11/06/2006

Enseñar el corazón


Hace un par de cursos, en el año 2004/05, se me ocurrió llevar a los alumnos de mis tres grupos de 4º de la ESO (14 a 16 años)un canario por clase. Se los dí, pero me desentendí completamente de los pájaros: eran ellos los que se iban a responsabilizar completamente.

Los resultados reales de la experiencia fueron estos: dos canarios (Nala y Nali, canarias para más señas, porque no cantan y de esa forma no molestaban en clase)sobrevivieron. Pero la tercera canaria, desapareció.Este año dudaba: ¿repito la experiencia? No soy partidario de repetir demasiado y se me ocurría que había que optar por algo menos ñoño: un caimán, una serpiente constrictor, una mofeta.

Pero las cosas han cambiado un poco. Mi mujer se ha quedado embarazada al comenzar el curso. Deseamos mucho tener ese bebé, pues, después de Nachete y Pablo, nos hemos quedado embarazados dos veces pero, en ambas ocasiones, se malogró.La casualidad quiso, además, que, cuando Marta estaba encinta de solo cinco o seis semanas, empezó de nuevo a "manchar", a tener hemorragias uterinas,lo que presagia un embarazo complicado y de riesgo. Con ella de baja, en reposo total, resulta que llega el momento de irme de viaje de estudios de cuatro días a Cazorla con los chicos de 4º.
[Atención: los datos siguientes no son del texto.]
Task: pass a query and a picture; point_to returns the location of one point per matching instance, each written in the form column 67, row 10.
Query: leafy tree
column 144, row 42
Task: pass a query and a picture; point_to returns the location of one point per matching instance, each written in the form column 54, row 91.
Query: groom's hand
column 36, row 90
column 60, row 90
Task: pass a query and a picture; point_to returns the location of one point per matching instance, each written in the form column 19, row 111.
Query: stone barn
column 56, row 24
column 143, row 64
Era difícil sustituirme, pues el viaje lo había organizado yo. Así que, Marta y los niños se mudaron temporalmente a casa de mis padres. Y allá que me fuí, a Cazorla, pero con mi pensamiento puesto en otro lugar.Después de esos cuatro días agotadores, regresé para comprobar que mis malas sensaciones telefónicas cuando hablaba con mi mujer se cumplían: la situación era muy delicada. La misma noche de la vuelta, muerto de sueño, Marta me despertó asustada: estaba sufriendo una fuerte hemorragia. Dudábamos si ir a urgencias. Pasamos una noche muy mala: yo le había dicho a Marta antes de acostarnos que me emocionaba pensar que ahora había dos corazones palpitando dentro de ella. La negra sensación de que uno de ellos, el corazoncito más pequeño, habría dejado de latir nos rompía el alma.Pero el corazón resistió.
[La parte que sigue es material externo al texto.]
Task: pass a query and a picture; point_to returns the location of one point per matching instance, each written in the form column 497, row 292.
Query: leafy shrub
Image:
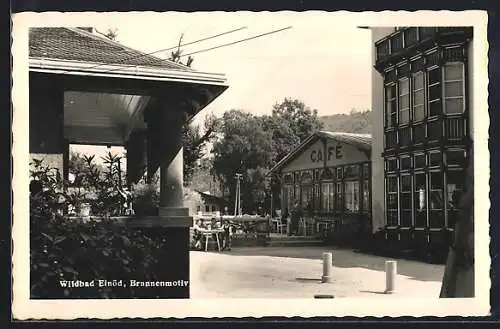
column 63, row 249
Resiste ahora, cuando escribo esto.Al reanudar las clases, tras el viaje y aquel suceso doloroso, decidí compartir con mis alumnos esta experiencia paterna. Fue muy especial. Muy cercano.Y (aquí quería llegar), pensé que, este curso el mejor "pajarito" iba a ser mi bebé en la tripita de su madre; ese bebé que crece día a día, frágilmente. Y que no sé si, como aquel canario de antaño, verá la luz. Si es así, su nacimiento coincidirá con el fin de curso; así es el parto de cada año para un profesor: nueve meses. Y quedé con, vosotros, mis alumnos en una cosa. Que os iría informando de cómo iba la cosa.

Ayer, llevé a clase la ecografía última. Allí estaba.
Enseñé su corazón.Enseñé mi corazón.